Protesters demand Wells Fargo defund Dakota Access Pipeline - KXXV-TV News Channel 25 - Central Texas News and Weather for Waco, Temple, Killeen |

Protesters demand Wells Fargo defund Dakota Access Pipeline

WACO, TX (KXXV) -

Members of the Waco Friends of Peace and Climate stood with signs in front of the Wells Fargo Bank located on Wooded Acres Drive in Waco Saturday afternoon to protest the construction of the Dakota Access Pipeline.

They fear the pipeline will harm the water supply of the tribes living in Standing Rock, North Dakota and impact climate change.

Alan Northcutt said getting the Wells Fargo Corporation to remove its financial support of the pipeline project is important.

“We would like to get that message to the management here at this bank that people in Waco would like to see the Wells Fargo organization withdraw its support of the pipeline,” Northcutt said.

The Waco protest against the building of the Dakota Access pipeline is just one of many across the state. Cody White, a protester who started a Dallas-Fort Worth area community protest group on Facebook, made a plea to people with Wells Fargo bank accounts.

"Honestly as a former customer, I wasn't happy with my plan through this bank," White said. "If you have an account with Wells Fargo. Switch. Go to Compass. Go to a local bank. Go to a credit union. Do something else."

Another man who attended the protest has a more personal connection to the fight against the multi-billion-dollar project. As a Texas Cherokee native, Ron Standing Elk said he’s sent letters of support and money to the Standing Rock Sioux tribes. He wants officials at Wells Fargo to respect the natives and their land.

"You can't drink oil. You can't eat money. Greed is the main that's causing a lot of our problems in this country,” Standing Elk said. “All native people are protectors of the land. We're all brothers and sisters. And when you desecrate our sacred sites and desecrate the land.
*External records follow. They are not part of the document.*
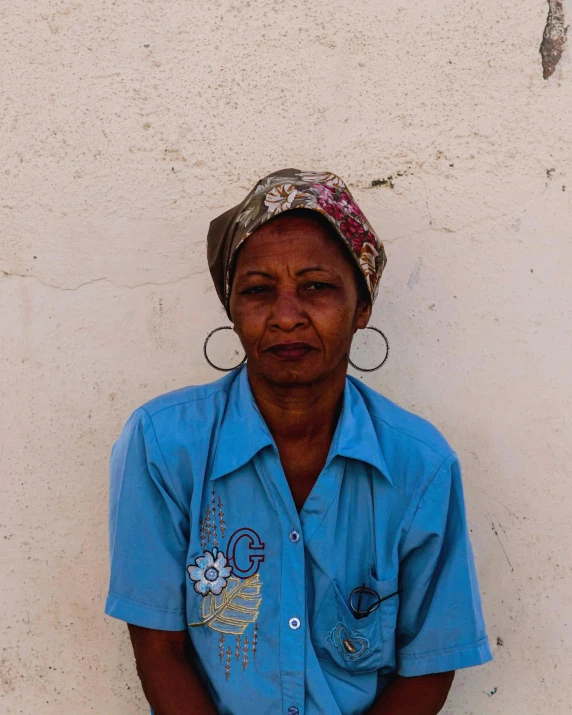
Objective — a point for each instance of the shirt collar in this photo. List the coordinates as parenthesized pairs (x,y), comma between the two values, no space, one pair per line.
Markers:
(243,431)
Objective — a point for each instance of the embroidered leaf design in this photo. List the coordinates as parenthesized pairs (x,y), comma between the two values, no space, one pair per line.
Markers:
(234,608)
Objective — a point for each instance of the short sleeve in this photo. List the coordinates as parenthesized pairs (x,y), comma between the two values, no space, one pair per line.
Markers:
(440,622)
(148,532)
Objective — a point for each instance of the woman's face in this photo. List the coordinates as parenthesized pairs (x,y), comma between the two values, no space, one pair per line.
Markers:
(294,301)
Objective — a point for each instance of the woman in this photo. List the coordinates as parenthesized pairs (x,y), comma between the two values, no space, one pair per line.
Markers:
(285,539)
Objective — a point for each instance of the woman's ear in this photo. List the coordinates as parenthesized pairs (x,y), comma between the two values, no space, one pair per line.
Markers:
(363,314)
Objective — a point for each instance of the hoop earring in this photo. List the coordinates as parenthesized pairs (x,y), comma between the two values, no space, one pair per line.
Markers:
(216,367)
(372,369)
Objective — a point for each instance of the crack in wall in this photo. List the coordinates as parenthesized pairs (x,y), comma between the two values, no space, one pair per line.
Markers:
(98,280)
(554,38)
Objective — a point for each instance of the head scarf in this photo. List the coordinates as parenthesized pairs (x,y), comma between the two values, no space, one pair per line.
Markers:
(281,191)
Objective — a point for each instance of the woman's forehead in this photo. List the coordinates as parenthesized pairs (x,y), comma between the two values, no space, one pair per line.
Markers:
(292,241)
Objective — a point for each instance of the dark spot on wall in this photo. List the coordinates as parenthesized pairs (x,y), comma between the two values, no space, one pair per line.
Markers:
(554,38)
(389,180)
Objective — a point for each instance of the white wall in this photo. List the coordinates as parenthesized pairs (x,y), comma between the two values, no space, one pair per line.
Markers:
(125,127)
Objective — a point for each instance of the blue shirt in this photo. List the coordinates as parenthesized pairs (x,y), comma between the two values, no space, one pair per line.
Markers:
(204,534)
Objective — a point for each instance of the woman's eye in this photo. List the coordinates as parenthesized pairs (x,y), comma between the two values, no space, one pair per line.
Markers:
(254,290)
(319,285)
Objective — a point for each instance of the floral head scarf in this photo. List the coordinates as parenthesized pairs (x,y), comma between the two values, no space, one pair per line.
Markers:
(289,189)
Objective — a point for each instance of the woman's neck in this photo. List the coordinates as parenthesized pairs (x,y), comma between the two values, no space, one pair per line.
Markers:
(300,413)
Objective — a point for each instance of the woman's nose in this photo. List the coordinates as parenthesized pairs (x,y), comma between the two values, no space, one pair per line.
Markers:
(287,311)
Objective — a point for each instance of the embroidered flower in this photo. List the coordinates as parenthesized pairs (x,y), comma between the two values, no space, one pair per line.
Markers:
(324,177)
(280,198)
(210,573)
(355,232)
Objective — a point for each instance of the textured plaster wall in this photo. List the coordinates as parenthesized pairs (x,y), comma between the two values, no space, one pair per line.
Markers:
(126,126)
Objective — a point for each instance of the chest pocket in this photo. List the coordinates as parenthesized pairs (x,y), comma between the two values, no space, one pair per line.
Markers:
(360,645)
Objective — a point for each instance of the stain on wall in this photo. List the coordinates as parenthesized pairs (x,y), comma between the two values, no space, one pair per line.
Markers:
(554,38)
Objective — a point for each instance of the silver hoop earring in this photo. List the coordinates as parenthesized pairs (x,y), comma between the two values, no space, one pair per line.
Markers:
(210,362)
(372,369)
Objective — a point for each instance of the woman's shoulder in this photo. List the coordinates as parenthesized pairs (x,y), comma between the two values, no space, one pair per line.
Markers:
(400,425)
(199,397)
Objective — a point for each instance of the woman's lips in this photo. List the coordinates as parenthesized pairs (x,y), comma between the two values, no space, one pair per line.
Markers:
(290,351)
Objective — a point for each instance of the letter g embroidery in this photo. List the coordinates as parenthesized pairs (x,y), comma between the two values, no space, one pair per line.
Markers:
(255,552)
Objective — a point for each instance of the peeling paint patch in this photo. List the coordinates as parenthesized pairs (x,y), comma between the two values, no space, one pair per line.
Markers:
(554,39)
(414,277)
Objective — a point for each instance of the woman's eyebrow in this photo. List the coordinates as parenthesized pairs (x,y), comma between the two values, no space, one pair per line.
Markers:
(301,272)
(311,268)
(258,273)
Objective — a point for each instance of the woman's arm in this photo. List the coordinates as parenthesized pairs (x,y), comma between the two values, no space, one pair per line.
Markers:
(420,695)
(169,682)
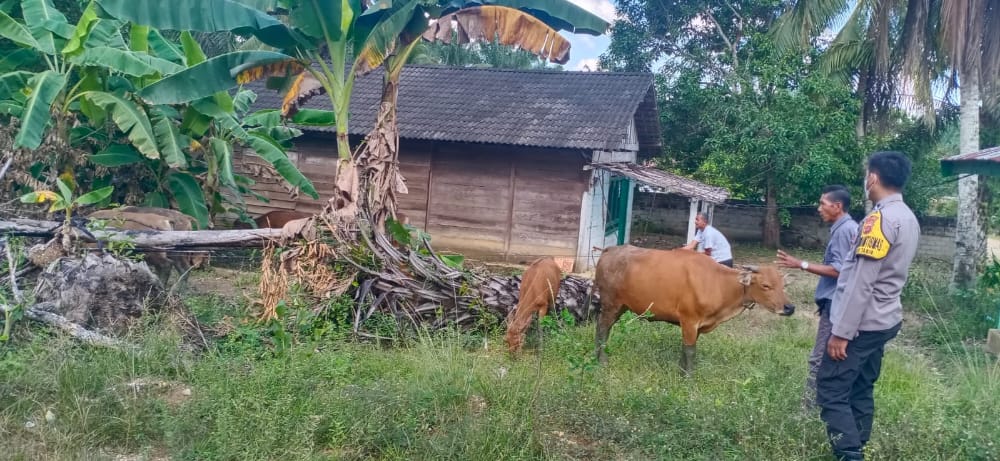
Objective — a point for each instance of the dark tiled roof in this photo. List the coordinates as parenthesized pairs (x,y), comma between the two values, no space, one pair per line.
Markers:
(986,162)
(575,110)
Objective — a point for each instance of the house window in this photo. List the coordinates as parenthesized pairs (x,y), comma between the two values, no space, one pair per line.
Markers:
(617,202)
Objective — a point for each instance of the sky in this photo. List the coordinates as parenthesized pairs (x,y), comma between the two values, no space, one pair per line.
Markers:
(585,49)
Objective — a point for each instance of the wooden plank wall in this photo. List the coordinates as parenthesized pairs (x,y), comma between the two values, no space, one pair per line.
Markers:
(493,202)
(507,203)
(315,158)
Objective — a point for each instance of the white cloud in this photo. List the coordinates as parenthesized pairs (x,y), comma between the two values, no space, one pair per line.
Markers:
(588,64)
(603,8)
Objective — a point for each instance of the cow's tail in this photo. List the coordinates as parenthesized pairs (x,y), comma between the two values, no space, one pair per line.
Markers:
(589,300)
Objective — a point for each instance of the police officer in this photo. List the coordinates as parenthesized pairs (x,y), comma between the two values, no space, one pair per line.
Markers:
(866,311)
(833,205)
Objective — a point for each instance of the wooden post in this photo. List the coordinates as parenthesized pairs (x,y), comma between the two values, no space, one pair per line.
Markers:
(695,204)
(993,341)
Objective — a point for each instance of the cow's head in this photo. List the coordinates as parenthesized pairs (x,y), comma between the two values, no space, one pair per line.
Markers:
(766,286)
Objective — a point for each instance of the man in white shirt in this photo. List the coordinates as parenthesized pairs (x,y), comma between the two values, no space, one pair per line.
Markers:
(711,241)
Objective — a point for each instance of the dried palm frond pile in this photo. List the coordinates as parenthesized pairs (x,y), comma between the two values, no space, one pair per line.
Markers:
(416,287)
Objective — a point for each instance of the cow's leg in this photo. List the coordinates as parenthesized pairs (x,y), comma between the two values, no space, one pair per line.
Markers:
(610,312)
(689,333)
(519,323)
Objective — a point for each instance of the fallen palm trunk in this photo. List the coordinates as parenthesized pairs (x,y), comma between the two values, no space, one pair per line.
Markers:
(414,288)
(149,239)
(39,313)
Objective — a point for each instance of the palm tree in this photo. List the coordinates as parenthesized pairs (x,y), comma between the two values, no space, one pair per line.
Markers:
(955,42)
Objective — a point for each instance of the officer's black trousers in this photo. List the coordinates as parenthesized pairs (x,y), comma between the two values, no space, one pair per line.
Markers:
(844,390)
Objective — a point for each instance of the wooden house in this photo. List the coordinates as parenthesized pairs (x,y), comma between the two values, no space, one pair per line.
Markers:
(502,165)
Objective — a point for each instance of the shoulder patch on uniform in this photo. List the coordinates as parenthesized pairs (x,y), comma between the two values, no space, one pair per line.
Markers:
(871,240)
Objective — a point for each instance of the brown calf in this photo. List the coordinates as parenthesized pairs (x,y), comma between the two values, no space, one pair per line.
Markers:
(539,287)
(681,287)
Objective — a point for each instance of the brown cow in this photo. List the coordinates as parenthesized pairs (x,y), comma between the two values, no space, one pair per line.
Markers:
(539,286)
(150,218)
(681,287)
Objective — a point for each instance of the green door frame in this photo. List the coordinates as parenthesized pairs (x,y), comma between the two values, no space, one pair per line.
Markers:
(616,219)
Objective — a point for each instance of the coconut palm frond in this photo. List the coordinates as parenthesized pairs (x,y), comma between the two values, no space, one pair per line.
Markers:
(804,20)
(991,59)
(961,32)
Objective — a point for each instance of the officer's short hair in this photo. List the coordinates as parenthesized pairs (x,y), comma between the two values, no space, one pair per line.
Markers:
(892,167)
(838,193)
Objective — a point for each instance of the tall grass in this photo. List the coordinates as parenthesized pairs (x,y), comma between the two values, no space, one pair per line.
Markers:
(448,396)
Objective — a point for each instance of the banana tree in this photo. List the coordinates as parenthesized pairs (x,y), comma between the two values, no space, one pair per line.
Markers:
(75,58)
(316,42)
(91,75)
(524,24)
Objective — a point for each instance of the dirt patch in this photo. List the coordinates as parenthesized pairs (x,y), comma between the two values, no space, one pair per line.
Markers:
(173,393)
(228,283)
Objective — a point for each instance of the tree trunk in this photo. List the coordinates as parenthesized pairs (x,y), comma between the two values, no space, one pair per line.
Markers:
(772,228)
(378,161)
(150,239)
(970,234)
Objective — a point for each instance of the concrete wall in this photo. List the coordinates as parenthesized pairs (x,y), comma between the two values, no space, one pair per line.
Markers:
(743,222)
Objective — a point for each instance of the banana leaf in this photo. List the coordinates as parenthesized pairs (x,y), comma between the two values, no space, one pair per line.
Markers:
(40,16)
(224,155)
(204,16)
(328,19)
(169,138)
(164,48)
(207,78)
(16,32)
(189,196)
(83,27)
(558,14)
(45,87)
(132,63)
(130,119)
(13,82)
(270,151)
(116,155)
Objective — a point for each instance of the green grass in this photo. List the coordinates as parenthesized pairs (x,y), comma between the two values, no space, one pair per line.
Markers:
(452,397)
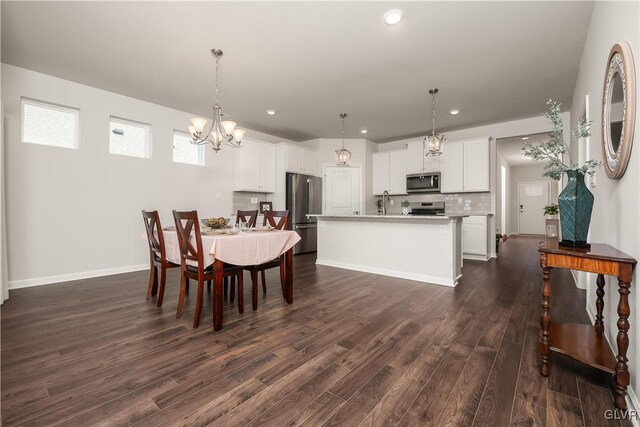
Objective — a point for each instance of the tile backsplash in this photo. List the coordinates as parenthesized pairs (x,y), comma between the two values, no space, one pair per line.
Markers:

Then you're hurting the whole world."

Medical professional Alan Northcutt and retired oceanographer Victoria Rectenwald said as scientists, they notice and understand the negative implications the Dakota access pipeline could have on the environment. Northcutt believes educating Central Texans about climate change is most important.

“I think if people understand how much of a disaster this will be if we don't take action, it’ll change people's outlook,” Northcutt said. “If they really listen to the climate scientists, understand the depth of the problem, then they will adjust their behavior."